Medical Malpractice and Healthcare Laws

Under the current healthcare law hospitals face money sanctions if patients
come back due to problems with the surgery. In contrast under the prior law they were rewarded with more fees if patients came back. That is now gone.

Medical Malpractice Surgery-True Complication Rate

A CNN investigation of an extremely low volume Florida surgery program was launched in 2011. It found that six (6) babies died in a two (2) year period.  That was far more than what was expected.  The program closed shortly after that expose’.  US News has also reported in 2015 on Medicare patients who had knee replacements. If done at the lowest volume hospitals in the country they were 70% more likely to die. In contrast are patients having surgery at higher volume centers.  Much the same is true for new hips.  

Surgeons may maintain that they have top results. The problem is that most surgeons don’t track results.  Therefore they don’t know if there was a good outcome.  All they know is whether or not the patient returned to them. Call, or contact us for a free consult.

General Surgery Negligence

This negligence comes in a number of forms.  General surgeons operate from the breastbone down to the pubic area. 
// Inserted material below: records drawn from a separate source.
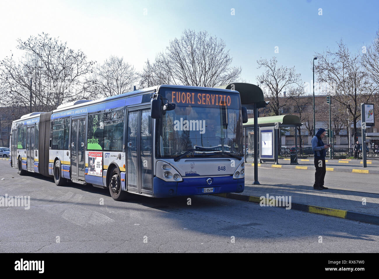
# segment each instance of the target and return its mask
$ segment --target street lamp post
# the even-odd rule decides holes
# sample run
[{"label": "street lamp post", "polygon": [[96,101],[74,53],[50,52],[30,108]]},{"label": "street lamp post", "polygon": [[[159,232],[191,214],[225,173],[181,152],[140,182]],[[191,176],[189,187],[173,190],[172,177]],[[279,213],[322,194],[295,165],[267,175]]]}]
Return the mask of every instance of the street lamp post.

Any type of general surgery has an increased chance of infection given the area of the body involved. An article in the September 2012  edition of Trial Magazine addresses fault of the general surgeon. Things to look for are:

    Blood Count and Pathology

  • The complete blood count. A white blood count over 12,000 may mean infection. A white count over 15,000 is even more indicative.  Also elevated lymphocytes may be an indicator of infection.  Likewise, an increased BUN may indicate a host of problems.  Low hemoglobin or hematocrit point to internal bleeding. 
  • Pathology reports should identify the tissue. Also they should identify where it came from. In addition they should state any anatomical variation in the patient.
  • Length

  • Lengths of procedures and gaps in time between stages of the procedure. They need to be explained.   Comparing notes of the anesthesiologist and surgeon may give some clue as why there were delays or gaps.
  • Air

  • The peritoneum is the area in the gut that contains the stomach, liver, bowel, colon and bladder. In women it also contains the uterus, fallopian tubes and ovaries.  The presence of some air after an open procedure or a laparoscopic procedure may be normal. However that air should escape.  Likewise, the presence of fluid may point to a cutting of the bowel, bladder or other organ.
  • Anatomy

  • Gall bladder surgery can be complicated by anatomical variation. The gall bladder may be on the right or left hepatic duct.  The OR report should note such. Therefore this may explain why the wrong structure was cut.
  • Post Surgery

  • Infection is always a huge problem.  When the infection is diagnosed must be noted.  The longer the delay in diagnosis the more likely there was some fault.  Also a delay in treatment may suggest fault. 
  • The absence of bowel function after surgery may suggest a cut.
  • The patient’s return to the OR or return to the hospital may suggest fault.
  • Abdominal pain with hardness suggests an infection.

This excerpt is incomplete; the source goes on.